Another signature characteristic of C.K.'s comedy is his affinity for scatological/body fluid humor, and it takes center stage near the end of the set. After a hyperbolic, wildly graphic story about his three-year-old taking a monstrous shit, C.K. compares himself to younger singles again, this time more favorably. While younger men are freaked out by women's bodies because of things like periods, C.K. proclaims that he's so happy just to be out among single women (after years of often sexless marriage), he'd gladly "drink the blood" if it would get him laid.

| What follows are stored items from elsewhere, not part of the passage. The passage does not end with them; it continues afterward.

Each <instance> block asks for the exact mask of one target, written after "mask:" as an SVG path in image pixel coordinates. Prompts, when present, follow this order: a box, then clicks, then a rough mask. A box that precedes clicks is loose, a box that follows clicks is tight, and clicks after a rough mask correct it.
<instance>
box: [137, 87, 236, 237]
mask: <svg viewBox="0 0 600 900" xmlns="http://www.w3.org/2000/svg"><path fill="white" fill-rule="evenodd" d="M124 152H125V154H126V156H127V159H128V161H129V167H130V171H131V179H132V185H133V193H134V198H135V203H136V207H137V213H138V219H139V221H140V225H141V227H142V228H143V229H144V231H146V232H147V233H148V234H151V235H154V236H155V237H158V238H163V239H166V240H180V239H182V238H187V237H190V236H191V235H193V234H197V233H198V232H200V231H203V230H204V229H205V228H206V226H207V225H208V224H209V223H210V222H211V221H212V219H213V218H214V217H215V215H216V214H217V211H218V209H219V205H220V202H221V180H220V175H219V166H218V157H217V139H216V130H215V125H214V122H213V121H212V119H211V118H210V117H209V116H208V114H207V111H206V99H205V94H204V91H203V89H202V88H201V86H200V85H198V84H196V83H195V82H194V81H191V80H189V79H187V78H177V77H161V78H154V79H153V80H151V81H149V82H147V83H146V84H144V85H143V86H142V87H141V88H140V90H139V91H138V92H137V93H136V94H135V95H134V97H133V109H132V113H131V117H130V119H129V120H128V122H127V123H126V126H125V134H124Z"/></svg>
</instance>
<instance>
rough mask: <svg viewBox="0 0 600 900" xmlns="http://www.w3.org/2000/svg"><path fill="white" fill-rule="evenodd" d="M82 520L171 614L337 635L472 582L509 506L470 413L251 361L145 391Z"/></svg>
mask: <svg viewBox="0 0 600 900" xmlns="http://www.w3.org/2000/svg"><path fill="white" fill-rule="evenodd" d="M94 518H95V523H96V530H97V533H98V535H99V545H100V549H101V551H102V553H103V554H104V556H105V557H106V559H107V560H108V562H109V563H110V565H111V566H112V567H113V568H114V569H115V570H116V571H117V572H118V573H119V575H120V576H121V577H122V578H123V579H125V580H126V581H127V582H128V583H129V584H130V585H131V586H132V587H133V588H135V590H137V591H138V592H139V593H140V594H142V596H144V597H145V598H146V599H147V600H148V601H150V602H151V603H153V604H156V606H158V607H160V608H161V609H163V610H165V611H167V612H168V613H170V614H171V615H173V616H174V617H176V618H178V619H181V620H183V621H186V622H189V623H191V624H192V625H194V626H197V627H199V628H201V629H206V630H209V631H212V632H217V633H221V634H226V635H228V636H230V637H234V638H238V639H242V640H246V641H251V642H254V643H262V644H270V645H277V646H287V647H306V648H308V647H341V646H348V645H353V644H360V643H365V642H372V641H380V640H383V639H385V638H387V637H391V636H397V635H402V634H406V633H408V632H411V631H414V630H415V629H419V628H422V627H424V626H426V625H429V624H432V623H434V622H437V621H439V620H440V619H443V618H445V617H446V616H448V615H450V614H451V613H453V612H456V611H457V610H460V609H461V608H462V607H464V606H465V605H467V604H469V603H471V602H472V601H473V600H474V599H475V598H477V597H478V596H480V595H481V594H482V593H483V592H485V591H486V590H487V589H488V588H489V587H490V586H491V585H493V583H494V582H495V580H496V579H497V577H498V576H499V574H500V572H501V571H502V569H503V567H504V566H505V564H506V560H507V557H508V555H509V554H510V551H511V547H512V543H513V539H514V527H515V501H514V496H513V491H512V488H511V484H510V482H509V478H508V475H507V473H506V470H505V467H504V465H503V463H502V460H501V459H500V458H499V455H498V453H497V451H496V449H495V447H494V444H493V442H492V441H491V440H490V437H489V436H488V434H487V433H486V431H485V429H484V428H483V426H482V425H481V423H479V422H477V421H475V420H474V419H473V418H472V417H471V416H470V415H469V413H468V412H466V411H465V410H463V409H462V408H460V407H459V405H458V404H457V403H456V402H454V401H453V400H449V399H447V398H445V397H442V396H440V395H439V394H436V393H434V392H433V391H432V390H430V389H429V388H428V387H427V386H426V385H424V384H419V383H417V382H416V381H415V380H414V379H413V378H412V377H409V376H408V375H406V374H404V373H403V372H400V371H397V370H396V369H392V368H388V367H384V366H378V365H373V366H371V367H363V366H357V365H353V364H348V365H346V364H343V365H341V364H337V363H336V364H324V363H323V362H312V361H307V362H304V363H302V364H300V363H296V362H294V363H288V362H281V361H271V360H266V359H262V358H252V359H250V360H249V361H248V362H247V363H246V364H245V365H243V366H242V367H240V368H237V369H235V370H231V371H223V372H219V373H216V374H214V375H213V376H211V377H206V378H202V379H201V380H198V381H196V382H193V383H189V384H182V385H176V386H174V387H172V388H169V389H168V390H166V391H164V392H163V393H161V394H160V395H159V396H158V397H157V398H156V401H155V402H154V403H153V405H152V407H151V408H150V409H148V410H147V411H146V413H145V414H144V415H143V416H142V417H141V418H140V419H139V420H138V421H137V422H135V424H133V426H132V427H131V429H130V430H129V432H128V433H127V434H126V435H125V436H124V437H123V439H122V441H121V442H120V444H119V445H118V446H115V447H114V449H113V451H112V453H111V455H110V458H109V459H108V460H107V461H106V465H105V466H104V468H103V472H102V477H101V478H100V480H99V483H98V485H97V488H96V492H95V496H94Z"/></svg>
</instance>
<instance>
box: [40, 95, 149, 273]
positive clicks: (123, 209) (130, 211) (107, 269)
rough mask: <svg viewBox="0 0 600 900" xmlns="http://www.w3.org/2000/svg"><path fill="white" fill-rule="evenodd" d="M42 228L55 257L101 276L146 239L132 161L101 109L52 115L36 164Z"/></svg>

I wish I could give due credit to all the material on Hilarious, but to borrow a phrase from one of its funniest stories, that would take "at least forever." I've already said plenty about it, but the set has countless other transcendentally funny moments that I haven't even touched on. I leave them to be discovered by anyone who listens to (or watches the DVD of) this treasure trove of incisive observations about the strange people and perspectives that pervade modern society.
If you're wondering why I wrote about a stand-up comedy album for this site, my logic is simple: if we can have reviews for a Teenage Mutant Ninja Turtles album and a Third Eye Blind album, why the hell can't we have one of these? I hope your reaction to that explanation is at worst similar to one C.K. imagined having if his three-year-old had been a bit more polite during the heated Fig Newton debate--"a little cunt-y, but acceptable...I could deal with that."